Trustees from across the state are networking and attending workshops at the three-day event, hosted at the downtown Boise Centre. Members will also set the association’s policy agenda.
Funding for school facilities and special education have been popular topics at this week’s conference, said Misty Swanson, ISBA’s executive director. So have private school choice, literacy and student achievement.
Trustees are hoping to find ways that school boards can “enhance student achievement and help students grow and learn statewide,” Swanson told Idaho Education News.
School board members are elected volunteers who oversee local spending and policies as well as administrators and teachers. The ISBA is an advocacy group that lobbies for trustees at the Legislature and offers training opportunities, like the annual conference.
Workshops this week have covered everything a new, or experienced, school board member should know, from budgeting and public transparency to navigating education politics and hiring a superintendent.
Emily Freeman, an eight-year trustee in the Firth School District, said the most useful session that she attended reviewed community partnerships that help school districts provide resources they aren’t always equipped for, like mental health services.
“There are community members out there that are willing to help, and provide trusting environments for students to be able to find a trusting adult,” Freeman told EdNews.
Another popular session Thursday explored the potential harms that private school vouchers or education savings accounts can cause public schools. The crowded room of trustees appeared receptive to a presentation by Beth Lewis of Save Our Schools Arizona, who critiqued the effects of Arizona’s education savings account program, including a shortfall in the state’s budget this year followed by spending cuts in public schools.

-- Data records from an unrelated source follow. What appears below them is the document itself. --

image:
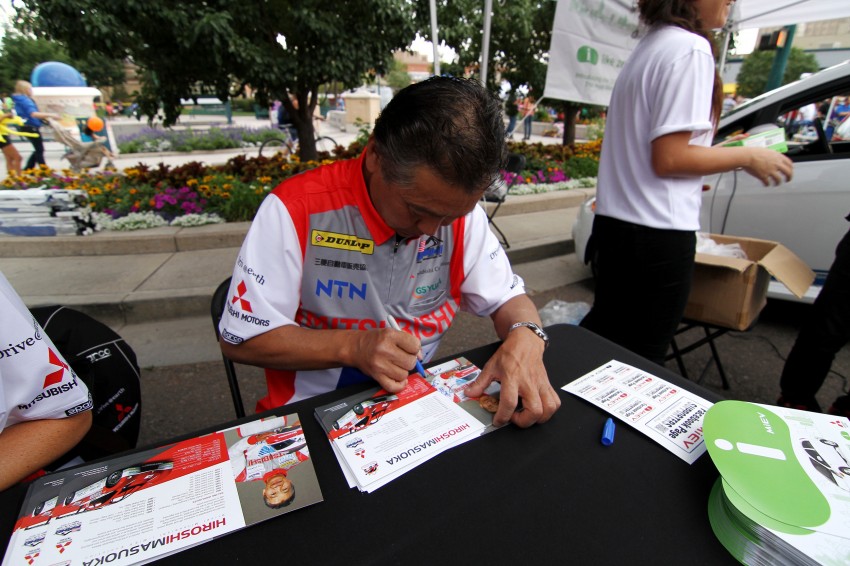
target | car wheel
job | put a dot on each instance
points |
(156, 466)
(113, 478)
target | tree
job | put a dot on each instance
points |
(278, 47)
(20, 54)
(520, 36)
(752, 77)
(398, 77)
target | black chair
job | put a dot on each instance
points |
(217, 304)
(514, 164)
(711, 332)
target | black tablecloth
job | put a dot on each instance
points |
(548, 494)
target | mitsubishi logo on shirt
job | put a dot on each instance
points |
(241, 289)
(54, 377)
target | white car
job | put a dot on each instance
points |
(807, 215)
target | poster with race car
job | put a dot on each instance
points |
(377, 435)
(135, 508)
(453, 377)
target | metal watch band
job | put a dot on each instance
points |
(534, 328)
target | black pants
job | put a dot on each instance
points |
(37, 157)
(643, 278)
(824, 333)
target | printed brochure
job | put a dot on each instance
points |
(135, 509)
(669, 415)
(784, 492)
(377, 436)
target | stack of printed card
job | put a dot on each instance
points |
(784, 494)
(377, 436)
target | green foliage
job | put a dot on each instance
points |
(235, 190)
(242, 104)
(520, 36)
(580, 167)
(398, 77)
(279, 47)
(154, 139)
(755, 70)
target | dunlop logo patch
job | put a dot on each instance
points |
(342, 242)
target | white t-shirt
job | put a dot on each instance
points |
(35, 381)
(665, 87)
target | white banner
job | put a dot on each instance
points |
(591, 40)
(748, 14)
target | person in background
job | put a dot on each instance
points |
(334, 252)
(10, 152)
(26, 108)
(45, 409)
(526, 109)
(511, 111)
(729, 103)
(825, 332)
(664, 108)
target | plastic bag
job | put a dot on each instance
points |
(562, 312)
(706, 245)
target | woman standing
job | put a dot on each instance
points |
(26, 109)
(664, 108)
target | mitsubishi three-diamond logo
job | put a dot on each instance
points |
(55, 377)
(241, 289)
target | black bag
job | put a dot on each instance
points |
(108, 367)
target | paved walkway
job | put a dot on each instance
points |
(154, 286)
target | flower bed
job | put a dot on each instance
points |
(232, 192)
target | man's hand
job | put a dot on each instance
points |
(388, 356)
(518, 366)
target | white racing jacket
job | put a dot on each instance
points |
(319, 255)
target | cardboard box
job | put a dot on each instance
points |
(730, 292)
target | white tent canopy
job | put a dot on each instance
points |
(748, 14)
(591, 39)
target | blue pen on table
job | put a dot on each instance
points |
(608, 432)
(394, 325)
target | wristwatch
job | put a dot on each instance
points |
(534, 328)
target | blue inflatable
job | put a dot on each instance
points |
(54, 73)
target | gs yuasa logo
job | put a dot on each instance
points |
(342, 242)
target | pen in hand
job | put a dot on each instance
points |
(394, 325)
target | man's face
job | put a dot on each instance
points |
(420, 208)
(278, 489)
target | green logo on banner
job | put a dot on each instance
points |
(587, 54)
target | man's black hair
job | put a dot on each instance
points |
(271, 505)
(453, 126)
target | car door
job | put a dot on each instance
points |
(807, 215)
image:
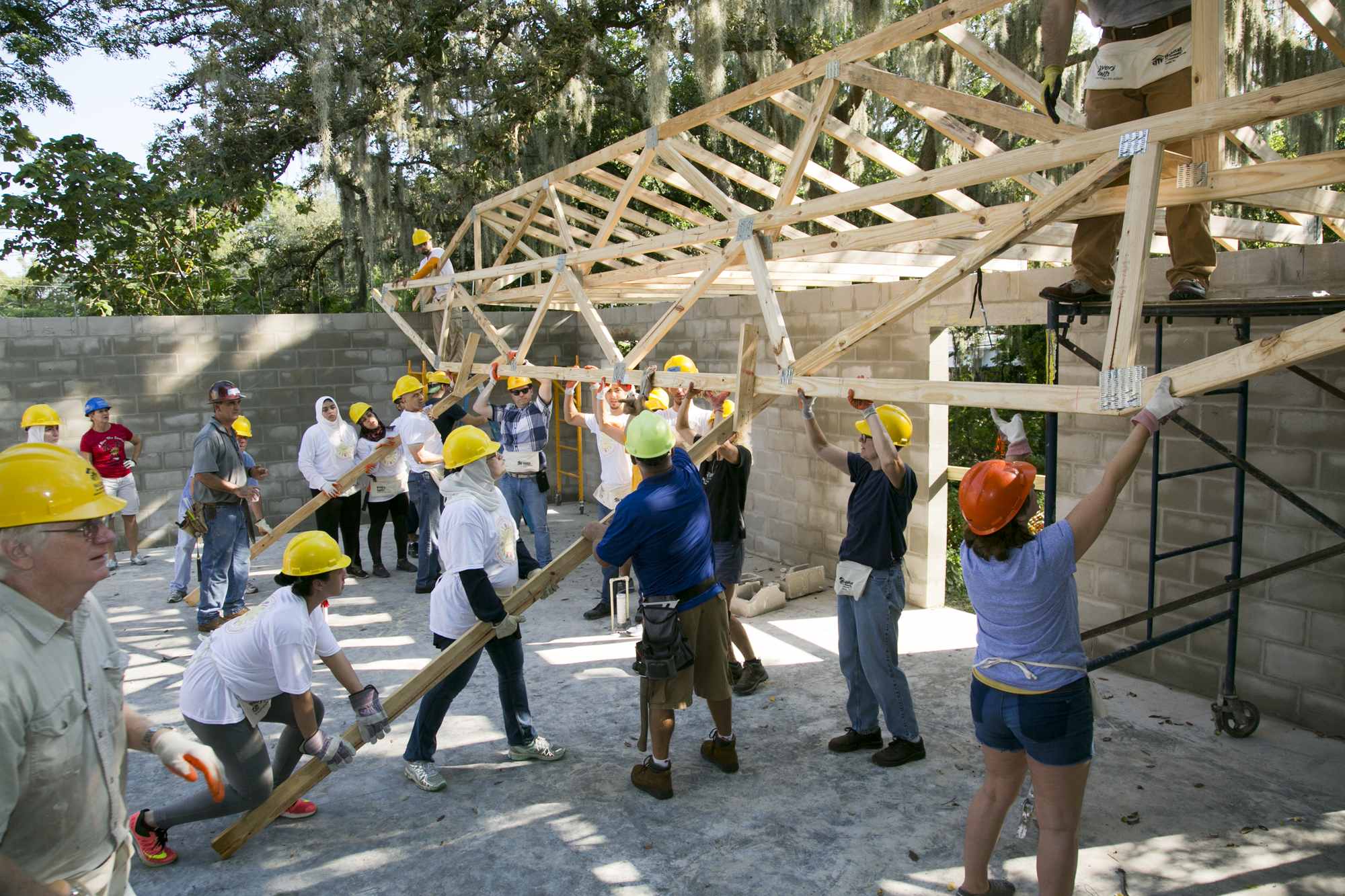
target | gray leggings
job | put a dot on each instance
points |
(251, 772)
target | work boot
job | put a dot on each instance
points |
(719, 752)
(1074, 291)
(853, 740)
(899, 752)
(754, 674)
(657, 783)
(1188, 290)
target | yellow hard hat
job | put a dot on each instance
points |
(895, 420)
(44, 483)
(467, 444)
(358, 411)
(649, 436)
(313, 553)
(406, 385)
(41, 416)
(658, 400)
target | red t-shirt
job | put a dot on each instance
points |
(110, 451)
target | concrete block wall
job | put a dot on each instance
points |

Meanwhile, Idaho lawmakers and political candidates are telling school officials that a private school choice program will pass next legislative session, said Marisela Pesina, board chairwoman in the Caldwell School District.
“It’s so disheartening,” Pesina said. “We still want to fight.”
ISBA members are scheduled to consider a resolution that opposes public funds for private schooling. That’s along with a suite of other proposed policy positions, including one that calls for prioritizing early learning initiatives and another that opposes a state mandate on arming teachers and staff.
Trustees will vote on the resolutions Friday, and ISBA will have its “marching orders” heading into the legislative session, which starts in January, Swanson said.
“We do our very best at the capitol building and with our Legislature,” she said. “You don’t always accomplish what the trustees are hoping that you do, but we certainly try our hardest.”